The T-word: When is an attack terrorism?

- By Max Abrahms

When a gunman opened fire at the First Baptist Church in Sutherland Springs, Texas, on Sunday, the atrocity called to mind the 2015 shooting at the Emanuel African Methodist Episcopal Church in Charleston, S.C. Despite apparent similariti­es, these violent incidents were described quite differentl­y. The Associated Press reported that the Sutherland Springs attacker, who killed 26, “doesn’t appear to be linked to organized terrorist groups.” By contrast, the Atlantic declared that the Charleston attack, in which nine people were killed, was “terrorism.” When an assailant shot to death 49 people last year at the Pulse nightclub in Orlando, CNN called the massacre “the worst incident of domestic terrorism since 9/11.” Last month, when a shooter killed 58 people at a music festival on the Las Vegas Strip, news outlets described him as a “granddad,” a “gambler” and a “former accountant” — but not as a terrorist. On Halloween, when a driver rammed a truck into a crowd of pedestrian­s and bicyclists in Lower Manhattan, killing eight, he was identified as a “terror suspect.”

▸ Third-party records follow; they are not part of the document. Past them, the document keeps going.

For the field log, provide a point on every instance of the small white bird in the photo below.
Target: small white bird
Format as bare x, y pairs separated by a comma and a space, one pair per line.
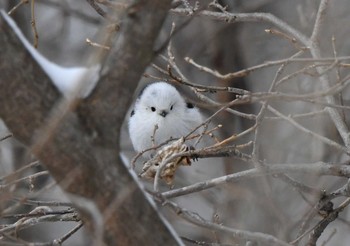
161, 111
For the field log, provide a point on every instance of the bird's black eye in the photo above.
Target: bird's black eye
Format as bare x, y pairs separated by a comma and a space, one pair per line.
190, 105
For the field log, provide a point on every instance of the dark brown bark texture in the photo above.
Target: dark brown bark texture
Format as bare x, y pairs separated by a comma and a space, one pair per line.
85, 166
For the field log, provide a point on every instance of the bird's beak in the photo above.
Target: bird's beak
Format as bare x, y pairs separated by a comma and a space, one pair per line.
163, 113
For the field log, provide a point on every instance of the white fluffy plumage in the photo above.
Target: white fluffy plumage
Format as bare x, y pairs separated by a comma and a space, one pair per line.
162, 105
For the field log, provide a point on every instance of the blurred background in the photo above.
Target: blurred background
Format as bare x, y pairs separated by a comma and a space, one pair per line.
264, 204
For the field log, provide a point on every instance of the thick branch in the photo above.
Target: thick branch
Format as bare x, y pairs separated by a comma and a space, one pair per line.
83, 168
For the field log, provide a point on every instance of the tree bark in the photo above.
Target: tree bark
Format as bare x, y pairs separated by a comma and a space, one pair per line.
86, 166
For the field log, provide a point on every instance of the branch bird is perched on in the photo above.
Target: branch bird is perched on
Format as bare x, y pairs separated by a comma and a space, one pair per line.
161, 112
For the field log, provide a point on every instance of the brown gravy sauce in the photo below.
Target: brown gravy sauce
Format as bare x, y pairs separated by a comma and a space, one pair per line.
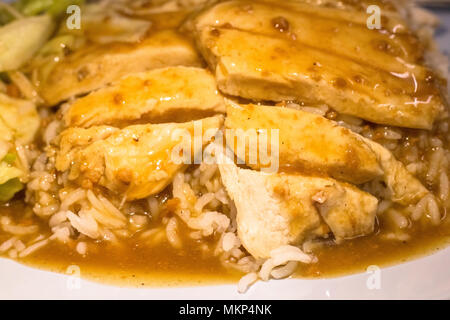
136, 265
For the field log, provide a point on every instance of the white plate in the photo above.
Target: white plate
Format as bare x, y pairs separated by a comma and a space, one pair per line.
425, 278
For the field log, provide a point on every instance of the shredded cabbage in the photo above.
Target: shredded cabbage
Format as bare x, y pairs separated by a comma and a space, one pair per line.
20, 39
19, 122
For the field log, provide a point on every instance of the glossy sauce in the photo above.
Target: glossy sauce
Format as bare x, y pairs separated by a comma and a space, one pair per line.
135, 265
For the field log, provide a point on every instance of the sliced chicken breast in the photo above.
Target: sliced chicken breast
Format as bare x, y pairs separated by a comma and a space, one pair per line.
280, 209
174, 94
261, 57
137, 161
396, 54
94, 66
306, 142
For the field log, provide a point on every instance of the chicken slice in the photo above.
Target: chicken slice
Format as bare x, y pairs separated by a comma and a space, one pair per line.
173, 94
354, 12
306, 142
276, 68
94, 66
394, 54
137, 161
280, 209
405, 189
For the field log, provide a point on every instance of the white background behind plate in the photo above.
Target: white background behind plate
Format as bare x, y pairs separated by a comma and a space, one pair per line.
424, 278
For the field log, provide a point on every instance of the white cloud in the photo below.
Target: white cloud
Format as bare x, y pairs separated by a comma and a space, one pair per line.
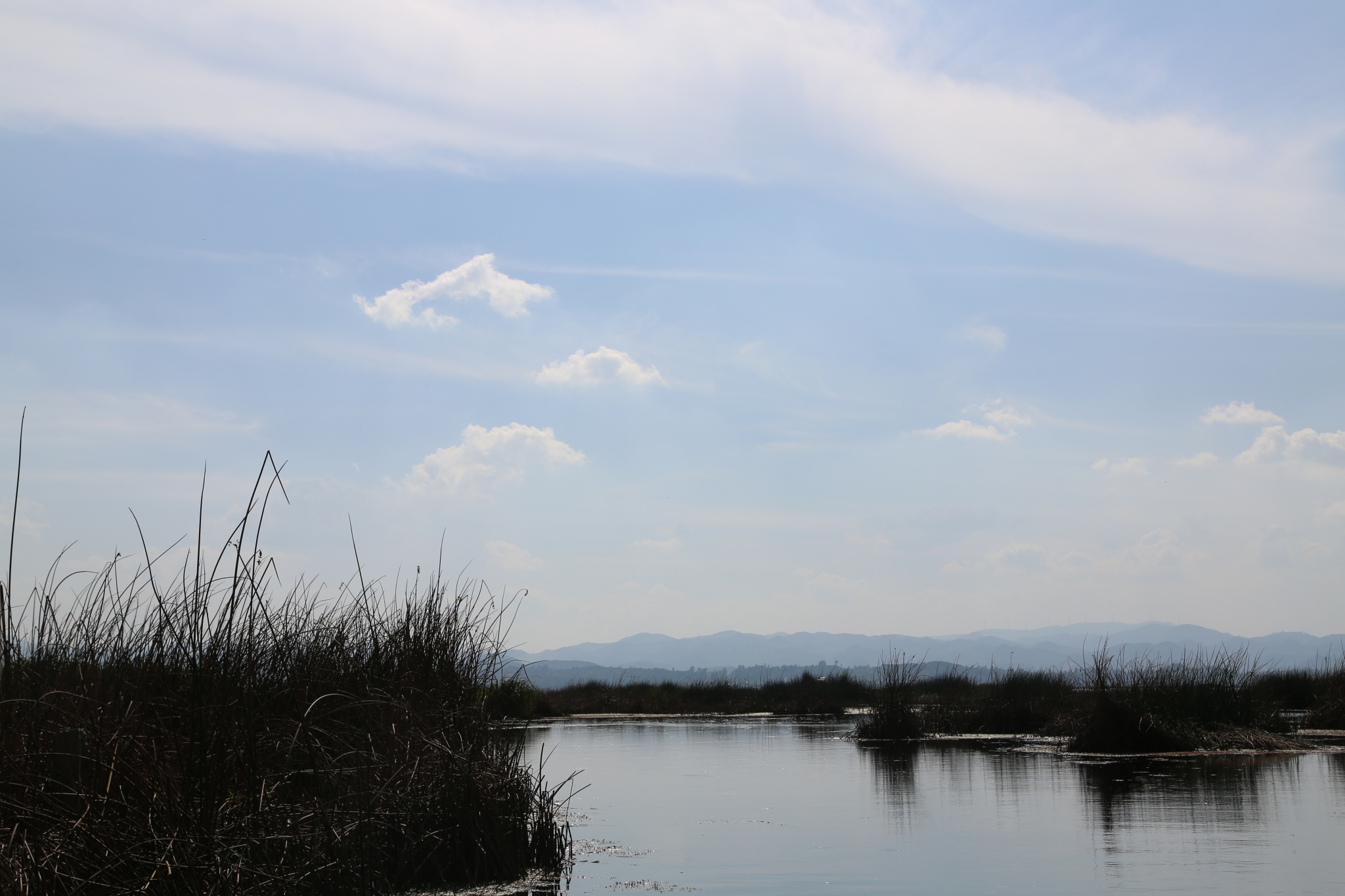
667, 545
1274, 442
726, 88
831, 585
1239, 413
1129, 465
470, 280
1002, 418
1005, 416
1278, 547
966, 430
985, 333
500, 454
1019, 557
595, 368
1157, 554
510, 557
1204, 458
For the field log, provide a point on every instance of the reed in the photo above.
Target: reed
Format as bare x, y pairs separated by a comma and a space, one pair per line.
215, 734
805, 695
1012, 702
893, 714
1202, 700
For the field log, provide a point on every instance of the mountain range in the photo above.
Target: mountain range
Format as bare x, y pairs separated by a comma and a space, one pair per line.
1028, 648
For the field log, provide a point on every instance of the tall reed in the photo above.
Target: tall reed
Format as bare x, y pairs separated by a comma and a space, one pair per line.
1202, 700
893, 714
213, 734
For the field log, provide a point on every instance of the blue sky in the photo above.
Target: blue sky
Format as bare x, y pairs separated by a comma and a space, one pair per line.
799, 316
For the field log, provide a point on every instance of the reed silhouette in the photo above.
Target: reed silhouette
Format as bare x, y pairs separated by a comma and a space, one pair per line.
204, 731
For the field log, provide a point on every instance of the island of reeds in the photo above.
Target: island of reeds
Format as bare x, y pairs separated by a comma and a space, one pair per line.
1202, 700
205, 733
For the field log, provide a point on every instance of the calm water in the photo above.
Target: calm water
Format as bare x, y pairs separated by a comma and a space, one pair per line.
782, 806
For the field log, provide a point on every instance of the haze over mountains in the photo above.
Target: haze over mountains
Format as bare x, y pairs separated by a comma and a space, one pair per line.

The British ambassador to the United Nations, Sir Jeremy Greenstock, asserted after the Sept. 11, 2001, attacks: “Increasing­ly, questions are being raised about the problem of the definition of a terrorist. Let us be wise and focused about this: Terrorism is terrorism. What looks, smells and kills like terrorism is terrorism.” Use of the T-word is arguably straightfo­rward for some tragedies — if, for instance, the perpetrato­rs openly declare their allegiance to the Islamic State. But for a growing number of people, terrorism may seem like the opposite of pornograph­y: They don’t know it when they see it.

The terrorism scholar Alex Schmid spent four years researchin­g a definition of terrorism. In the first line of the second edition of his book, he concludes that the “search for an adequate definition is still on.” Indeed, there are more than 100 definition­s of terrorism, according to the historian Walter Laqueur.

This lack of consensus isn’t surprising when you consider that government­s around the world apply the T-word instrument­ally to isolate and discredit their enemies at home and abroad.

In authoritar­ian countries, such as Egypt and China, even peaceful dissidents risk being called terrorists. The leaders of democracie­s are also incentiviz­ed to use the T-word after an attack, as studies have found that terrorism tends to induce a rally-round-the-flag effect, strengthen­ing the hand of the executive. Given its interests in combating Salafists and Zionists, Iran regards Hezbollah as a resistance group whereas the United States, Israel and some European capitals view the “Party of God” as terrorists.

Sometimes government­s revoke the terrorism label when geopolitic­al circumstan­ces change. Historical­ly, the United States regarded the Kurdistan Workers' Party, or PKK, as a terrorist group given its bloody attacks in Turkey for Kurdish independen­ce. But when the United States came to rely on the Syrian Democratic Forces as anti-Islamic State ground troops in Syria, Washington refrained from calling them the T-word, despite their reported PKK ties.

Compared to government­s, academics have more agreement and consistenc­y in their terrorist coding. Although definition­al consensus remains elusive, political scientists increasing­ly employ the T-word when three criteria are met.

At least in theory, a violent act is deemed terrorism when it’s perpetrate­d by a non-state actor against a civilian target for a political goal. That means a lone wolf or larger organizati­on using violence rather than a proper army; a soft target like a church, mosque, synagogue or school rather than a tank or military base; in pursuit of a cause like national selfdeterm­ination, white supremacy, a caliphate or Communist revolution rather than because of mental health problems, a personal dispute or selfish reasons such as greed.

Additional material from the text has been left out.